Himmlische Längen? Himmlische Kurzweil!

STIFTUNG MOZARTEUM / KAMMERKONZERT

12/12/12 Solchen Jubel nach einem Kammerkonzert gibt’s sonst eigentlich das ganze Jahr nicht. Aber es war eben ein ganz besonderer Abend. Die Stiftungs-Verantwortlichen wussten schon, warum sie für Renaud Capucon, Clemens Hagen und Kirill Gerstein den Großen Saal des Mozarteums öffneten.

Von Reinhard Kriechbaum

Die eine gute Nachricht: Es war sogar der Balkon offen, die Publikumsnachfrage also ganz weit über dem „Normalpegel“ für Kammermusik, für den man ja im Wiener Saal gemeinhin das Auslangen findet. Die zweite gute Nachricht: Auffallend viele junge Leute unter den Zuhörern. Drittens: Die „Message“ ist rübergekommen, an den Bravo-Rufen und am Beifall in mittlerer Orkanstärke gemessen.

Bleibt als vierte Frohbotschaft des Dienstagabends (11.12.): Das Konzert selbst war himmlisch – nicht nur deshalb, weil ja auch in den beiden Klaviertrios von Schubert die legendären „himmlischen Längen“ stecken. Sondern vor allem deshalb, weil Kirill Gerstein (Klavier), Renaud Capucon (Violine) und Clemens Hagen (Violoncello) diese Längen in himmlische Kurzweil verwandelt haben.

Wo anfangen zu beschreiben? Ganz am Ende am besten: „Allegro moderato“ hat Schubert eigens über den Finalsatz des Es-Dur-Trios geschrieben, und so hielten es die drei grundsätzlich auch. Aber wenn einer so gläsern artikuliert wie Kirill Gerstein, wenn die beiden Streicher ihre Begleitfiguren derart leichtfüßig und dabei mit betörender tonlicher Gleichgestimmtheit federn lassen, dann erlebt man selbst das Moderate subjektiv als ein rasendes Sich-Drehen im Tanzschritt.

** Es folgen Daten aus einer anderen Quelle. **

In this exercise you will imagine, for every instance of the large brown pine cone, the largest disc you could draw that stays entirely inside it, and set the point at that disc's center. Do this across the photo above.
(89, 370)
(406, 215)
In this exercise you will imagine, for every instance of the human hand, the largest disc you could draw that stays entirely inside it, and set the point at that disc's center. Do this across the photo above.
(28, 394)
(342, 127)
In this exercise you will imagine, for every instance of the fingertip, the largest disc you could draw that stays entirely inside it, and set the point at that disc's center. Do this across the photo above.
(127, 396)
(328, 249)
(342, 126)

Soll man schreiben „heroisch leichtfüßig“? Es war in diesen beiden Werken (Trio in Es-Dur op. Post 99 D 898 und Trio in Es-Dur op. 100 D 929) mit ihren acht Sätzen keiner in der Stimmung so, dass man ihn eindeutig hätte greifen können. Es war die Genese von Musik im freien Wechselspiel der Kräfte. Selten, dass ein Kammermusik-Grüppchen mit derartiger Konsequenz eindringt in die elementaren Doppeldeutigkeiten der Schubert’schen Sprache. Was keck aufzuspritzen scheint, ward im nächsten Moment gedämpft und vielsagend eingetrübt. Was in Moll sich scheinbar melancholisch einschleicht, wurde gleichsam im Handumdrehen aufgehellt und in sprudelnde Lebensfreude verwandelt.

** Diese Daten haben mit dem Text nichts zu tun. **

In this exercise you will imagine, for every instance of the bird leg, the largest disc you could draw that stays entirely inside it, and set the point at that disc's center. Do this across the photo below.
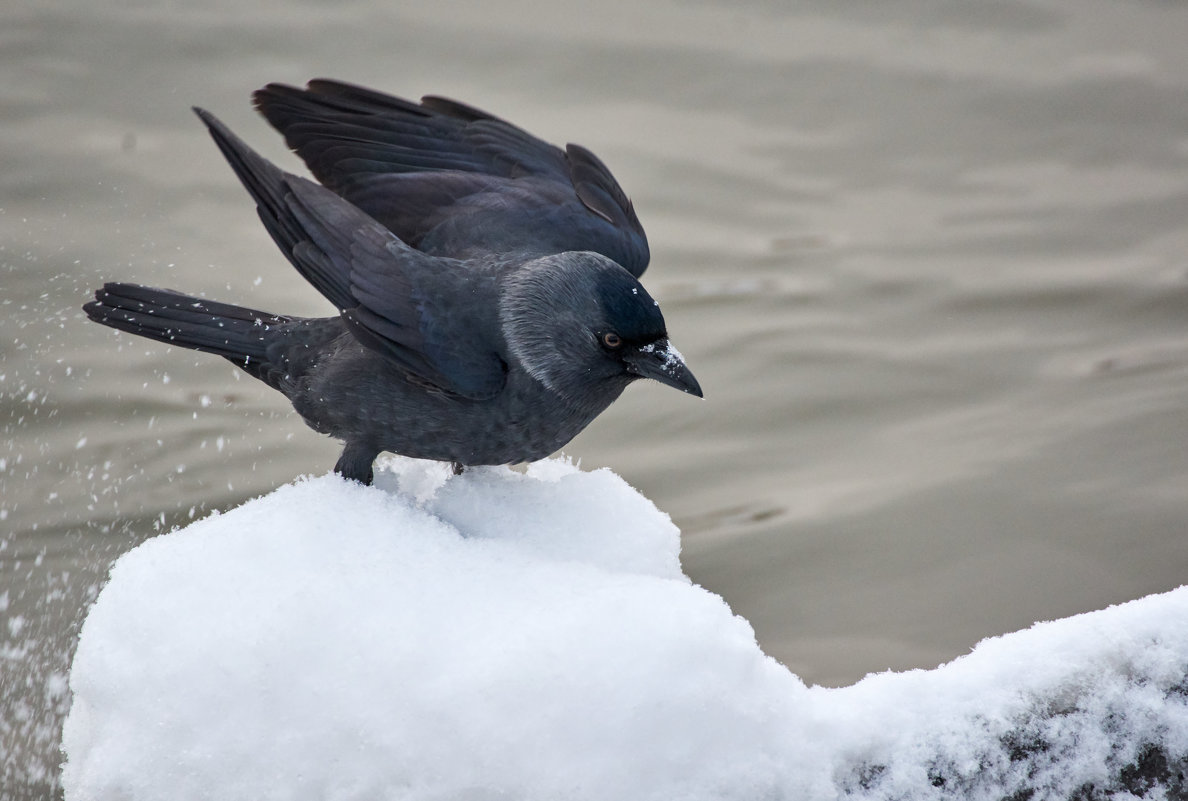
(355, 462)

Ist ein rhetorisch ausgereizteres „Lied ohne Worte“ denkbar als jene Episode, als Clemens Hagen im Andante des Es-Dur-Werks das Thema vorstellte? Jenes Thema, das dann ans Klavier weiterwandert zum delikaten Nachsingen und von dort weitergereicht wird zum Geiger, der sich ans muntere Fabulieren macht. Es blieb einem die Sprache weg nicht erst in den letzten Takten dieses Satzes, als die drei Musiker gleichsam zum ultimativen Schlag ausholten und diesem Thema nochmal eine völlig anderes Chroma, eine weitere „Übersetzung“ der Grundvokabel in wieder eine andere Sprache angedeihen ließen.

Wundersame Einzelheiten ohne Ende: das Andante des B-Dur-Trios mit seinen vielen kleinen Konsonanz-Trübungen doch so unprätentiös idyllischen Gesang. Im Trio-Abschnitt desselben Werks übergaben einander die Streicher ihre Melodien wie Wattebauschen. Im Eröffnungssatz des Trios in Es-Dur hat der Pianist das eben nicht heroische Unisono des Hauptthemas immer wieder charmant verduften zu lassen. Es dürfte des Beschreibens von kleinen Wundern in Gewichtung und Dialogführung kein Ende sein.